When you arrive at hospital affects heart attack survival rate
A new study suggests that your chances of surviving a heart attack could be affected at least to some degree by when you arrive at the hospital. The research from the American Heart Association found that people who come to a hospital at night, on the weekend or during a holiday have a 13 percent higher risk of dying, compared to people who arrive during normal hours.

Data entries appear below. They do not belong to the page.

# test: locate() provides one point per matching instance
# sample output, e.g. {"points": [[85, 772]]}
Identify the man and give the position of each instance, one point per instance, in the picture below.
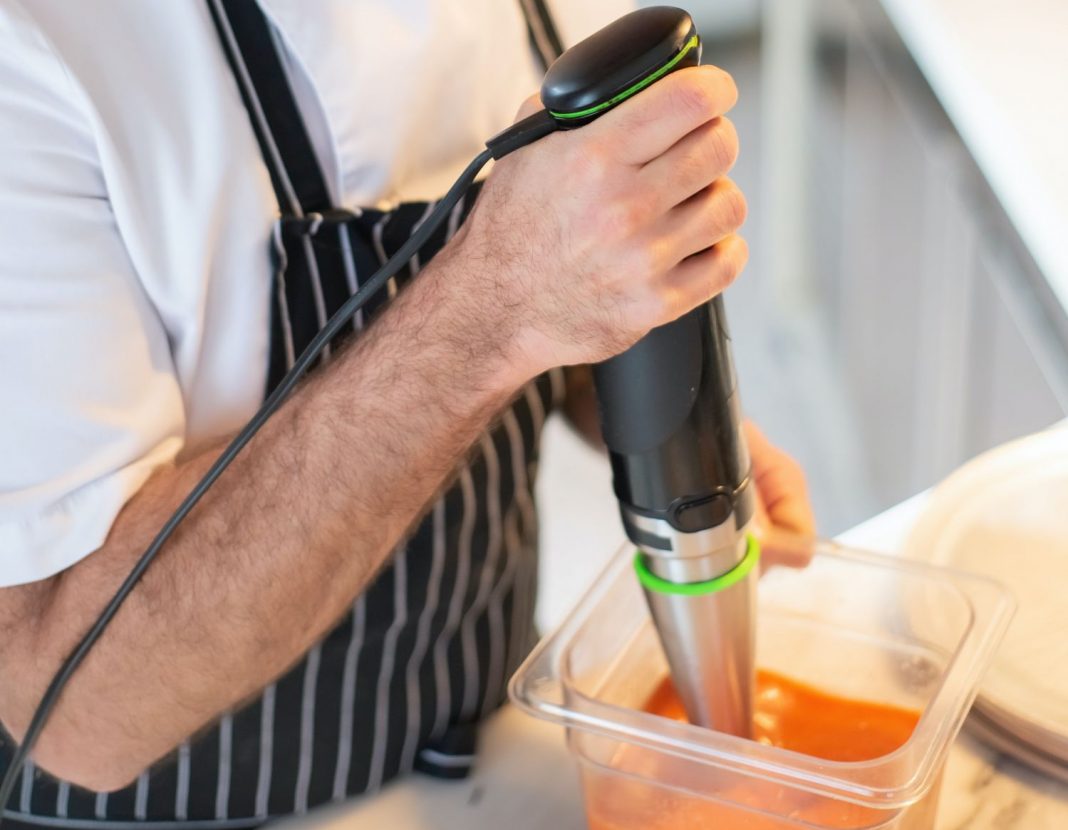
{"points": [[187, 194]]}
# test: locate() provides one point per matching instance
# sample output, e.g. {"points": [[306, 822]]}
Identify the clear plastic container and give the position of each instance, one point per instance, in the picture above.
{"points": [[853, 624]]}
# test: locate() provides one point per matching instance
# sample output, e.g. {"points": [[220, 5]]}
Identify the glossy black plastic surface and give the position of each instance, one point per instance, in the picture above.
{"points": [[672, 421], [616, 58]]}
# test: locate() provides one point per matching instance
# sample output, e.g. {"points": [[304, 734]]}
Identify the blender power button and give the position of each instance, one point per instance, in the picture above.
{"points": [[694, 515]]}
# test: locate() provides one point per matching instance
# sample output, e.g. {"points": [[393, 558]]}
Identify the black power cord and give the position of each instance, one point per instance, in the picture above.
{"points": [[343, 315]]}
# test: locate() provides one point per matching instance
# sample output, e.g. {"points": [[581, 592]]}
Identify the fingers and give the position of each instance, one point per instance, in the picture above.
{"points": [[704, 219], [646, 126], [701, 277], [692, 163], [782, 485]]}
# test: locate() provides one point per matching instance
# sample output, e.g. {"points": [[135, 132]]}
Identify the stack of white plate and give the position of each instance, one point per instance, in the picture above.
{"points": [[1005, 515]]}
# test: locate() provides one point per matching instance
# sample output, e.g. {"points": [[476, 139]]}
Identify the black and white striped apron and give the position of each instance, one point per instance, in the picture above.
{"points": [[426, 651]]}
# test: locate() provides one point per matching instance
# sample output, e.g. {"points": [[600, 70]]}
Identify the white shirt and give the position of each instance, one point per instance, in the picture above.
{"points": [[136, 209]]}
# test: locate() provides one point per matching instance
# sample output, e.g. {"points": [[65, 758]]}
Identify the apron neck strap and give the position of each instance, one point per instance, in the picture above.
{"points": [[543, 32], [252, 51]]}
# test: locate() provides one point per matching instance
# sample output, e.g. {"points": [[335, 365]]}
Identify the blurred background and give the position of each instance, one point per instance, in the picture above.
{"points": [[891, 323]]}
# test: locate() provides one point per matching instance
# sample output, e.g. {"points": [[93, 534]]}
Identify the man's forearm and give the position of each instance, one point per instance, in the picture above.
{"points": [[272, 556]]}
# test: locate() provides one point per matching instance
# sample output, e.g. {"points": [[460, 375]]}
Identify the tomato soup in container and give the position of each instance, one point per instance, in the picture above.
{"points": [[867, 666]]}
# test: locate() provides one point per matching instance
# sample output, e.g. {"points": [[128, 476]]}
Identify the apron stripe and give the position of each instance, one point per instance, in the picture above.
{"points": [[386, 671], [266, 750], [412, 734], [307, 730], [62, 799], [222, 782], [182, 796], [441, 648], [27, 786], [376, 235], [475, 612], [348, 700], [141, 797], [413, 263], [505, 589], [282, 306], [345, 243], [317, 296]]}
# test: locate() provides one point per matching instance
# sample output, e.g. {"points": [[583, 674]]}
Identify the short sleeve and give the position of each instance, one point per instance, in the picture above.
{"points": [[90, 405]]}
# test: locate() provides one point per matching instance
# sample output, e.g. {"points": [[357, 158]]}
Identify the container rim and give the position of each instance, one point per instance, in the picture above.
{"points": [[544, 688]]}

In the U.S, each year, more than a quarter of a million people experience severe heart attacks, known to doctors as an ST elevation myocardial infarction (STEMI). If blood flow cannot be restored to the heart as soon as possible or the patient could die.
For the study, researchers compared data from 27,270 STEMI patients who arrived at the hospital during off hours and data from 15,972 STEMI patients who arrived during normal business hours. The data came from 447 U.S. hospitals and came from a period from January 2007 to September 2010.
They found that on average, it took take 56 minutes for patients arriving to the emergency room during regular work hours to receive an angioplasty, which is necessary to unblock the blood vessel. But the patients who arrived at the ER in the evenings, weekends or holidays waited an average of 72 minutes for the life-saving procedure.
One reassuring finding: The scientists did find that almost 88 percent of STEMI patients arriving within regular hours, and 79 percent arriving during off hours were treated with angioplasty within the 90-minute period recommended by the American Heart Association.